Ongoing technological advances may create new options for patients with MAC. As an example, in patients with MAC and MR, NeoChord (NeoChord, Louis Park, MN) has been used successfully in 13 patients avoiding the mitral annulus altogether, although recurrent moderate or more MR appeared more prevalent in patients with MAC than patients with other pathologies [46]. The Tendyne transcatheter bioprosthetic valve (Abbott Structural, Santa Clara, CA) is a trileaflet porcine pericardial valve within a 2 self-expanding nitinol frames contoured to fit the mitral annulus without need for significant oversizing. The prothesis is secured by a tether to an epicardial pad at the LV apex.
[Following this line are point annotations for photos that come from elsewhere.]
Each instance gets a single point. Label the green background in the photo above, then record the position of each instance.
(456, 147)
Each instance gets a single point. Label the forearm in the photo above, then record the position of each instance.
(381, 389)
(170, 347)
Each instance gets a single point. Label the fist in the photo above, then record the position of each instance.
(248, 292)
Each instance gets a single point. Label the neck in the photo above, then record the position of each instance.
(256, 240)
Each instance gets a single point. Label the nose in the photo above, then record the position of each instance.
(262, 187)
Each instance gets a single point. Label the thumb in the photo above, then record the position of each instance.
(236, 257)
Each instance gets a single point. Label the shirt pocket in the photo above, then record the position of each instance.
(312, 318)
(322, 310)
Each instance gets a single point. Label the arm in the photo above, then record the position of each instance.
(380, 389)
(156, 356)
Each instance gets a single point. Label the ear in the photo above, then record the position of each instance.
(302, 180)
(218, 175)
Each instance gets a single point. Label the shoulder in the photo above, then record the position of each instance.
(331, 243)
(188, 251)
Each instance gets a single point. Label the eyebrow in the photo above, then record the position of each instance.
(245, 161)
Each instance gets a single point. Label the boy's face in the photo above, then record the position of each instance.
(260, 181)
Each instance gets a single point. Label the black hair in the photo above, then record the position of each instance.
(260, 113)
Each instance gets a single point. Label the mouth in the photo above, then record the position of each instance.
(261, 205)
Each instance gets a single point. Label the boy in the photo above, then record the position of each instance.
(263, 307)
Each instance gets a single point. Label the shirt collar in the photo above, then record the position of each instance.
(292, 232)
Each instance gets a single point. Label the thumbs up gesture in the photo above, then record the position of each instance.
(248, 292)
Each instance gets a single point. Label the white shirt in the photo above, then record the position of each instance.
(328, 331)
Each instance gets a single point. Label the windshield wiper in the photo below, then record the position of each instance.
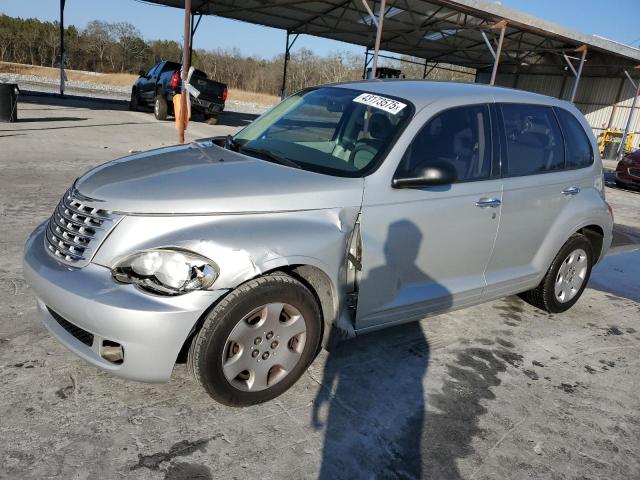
(230, 143)
(268, 155)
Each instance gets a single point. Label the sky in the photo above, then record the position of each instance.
(618, 21)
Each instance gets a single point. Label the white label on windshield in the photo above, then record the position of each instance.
(388, 105)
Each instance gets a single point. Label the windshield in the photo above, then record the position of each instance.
(328, 130)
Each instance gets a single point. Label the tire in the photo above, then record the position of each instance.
(225, 344)
(160, 107)
(545, 296)
(134, 102)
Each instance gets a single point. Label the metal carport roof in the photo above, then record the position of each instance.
(443, 31)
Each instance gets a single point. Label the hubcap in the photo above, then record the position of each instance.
(571, 275)
(264, 347)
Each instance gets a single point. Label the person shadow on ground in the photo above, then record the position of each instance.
(372, 386)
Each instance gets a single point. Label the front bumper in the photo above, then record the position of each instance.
(151, 329)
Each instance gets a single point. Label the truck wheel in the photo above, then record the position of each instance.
(135, 101)
(160, 107)
(257, 341)
(566, 278)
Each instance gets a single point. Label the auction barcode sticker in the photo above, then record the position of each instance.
(388, 105)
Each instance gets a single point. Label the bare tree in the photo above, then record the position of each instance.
(99, 37)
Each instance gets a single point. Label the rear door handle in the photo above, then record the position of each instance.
(571, 191)
(488, 202)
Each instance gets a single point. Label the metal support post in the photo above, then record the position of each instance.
(366, 63)
(502, 26)
(194, 26)
(576, 73)
(286, 62)
(62, 74)
(627, 127)
(185, 69)
(381, 13)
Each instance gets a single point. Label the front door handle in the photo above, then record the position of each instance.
(488, 202)
(571, 191)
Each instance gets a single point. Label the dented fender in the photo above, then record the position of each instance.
(245, 246)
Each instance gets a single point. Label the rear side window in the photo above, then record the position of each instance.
(460, 136)
(533, 140)
(579, 151)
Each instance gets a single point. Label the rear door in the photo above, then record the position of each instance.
(425, 250)
(537, 186)
(148, 85)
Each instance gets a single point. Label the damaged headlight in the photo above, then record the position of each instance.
(166, 271)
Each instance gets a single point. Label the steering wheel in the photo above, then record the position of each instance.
(362, 147)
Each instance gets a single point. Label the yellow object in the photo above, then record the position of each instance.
(613, 135)
(177, 111)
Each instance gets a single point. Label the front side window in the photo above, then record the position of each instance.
(460, 137)
(533, 140)
(579, 151)
(329, 130)
(152, 71)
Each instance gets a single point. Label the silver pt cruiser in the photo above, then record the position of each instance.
(343, 209)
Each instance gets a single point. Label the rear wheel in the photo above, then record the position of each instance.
(257, 341)
(566, 278)
(160, 107)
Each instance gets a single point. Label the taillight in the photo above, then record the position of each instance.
(173, 83)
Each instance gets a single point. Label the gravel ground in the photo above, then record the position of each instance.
(498, 391)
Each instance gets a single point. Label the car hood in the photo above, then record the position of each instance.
(203, 178)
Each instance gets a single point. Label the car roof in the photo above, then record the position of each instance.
(424, 92)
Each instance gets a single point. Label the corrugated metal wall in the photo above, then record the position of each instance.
(605, 102)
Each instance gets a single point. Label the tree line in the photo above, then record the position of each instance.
(119, 47)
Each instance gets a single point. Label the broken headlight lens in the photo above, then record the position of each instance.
(166, 271)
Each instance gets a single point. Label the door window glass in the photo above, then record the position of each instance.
(579, 152)
(460, 137)
(534, 141)
(151, 72)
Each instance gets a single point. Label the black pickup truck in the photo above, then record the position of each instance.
(158, 86)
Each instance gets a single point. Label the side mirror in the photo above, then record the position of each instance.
(429, 176)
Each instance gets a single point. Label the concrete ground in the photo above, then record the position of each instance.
(497, 391)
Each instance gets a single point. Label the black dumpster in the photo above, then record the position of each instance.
(8, 102)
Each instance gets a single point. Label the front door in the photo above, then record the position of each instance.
(425, 250)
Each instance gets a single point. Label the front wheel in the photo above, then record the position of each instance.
(566, 278)
(257, 341)
(160, 107)
(210, 119)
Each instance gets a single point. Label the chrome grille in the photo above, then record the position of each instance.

The placement is done via a left lateral thoracotomy without cardiopulmonary bypass via a transapical approach through the LV apex. In a recent experience in treatment of MR in the setting of severe MAC—defined as myocardial invasion or total volume by CT ≥750 mm3—9 patients were implanted with no deaths. LVOT obstruction occurred in 1 patient due to malrotation of the prosthesis and was rescued with ASA [20••]. A second valve designed for the mitral position with a MAC trial arm is the Intrepid valve (Medtronic, Minneapolis, MN) [47]. While both trials are for treatment of MR not MS, they may be appropriated for treatment of MS in MAC in the future.

Conclusion

MAC with mitral stenosis remains a challenging disease. Advances in technique, technology, and imaging may create new and reproducible treatment options with low procedural mortality for this challenging disease entity.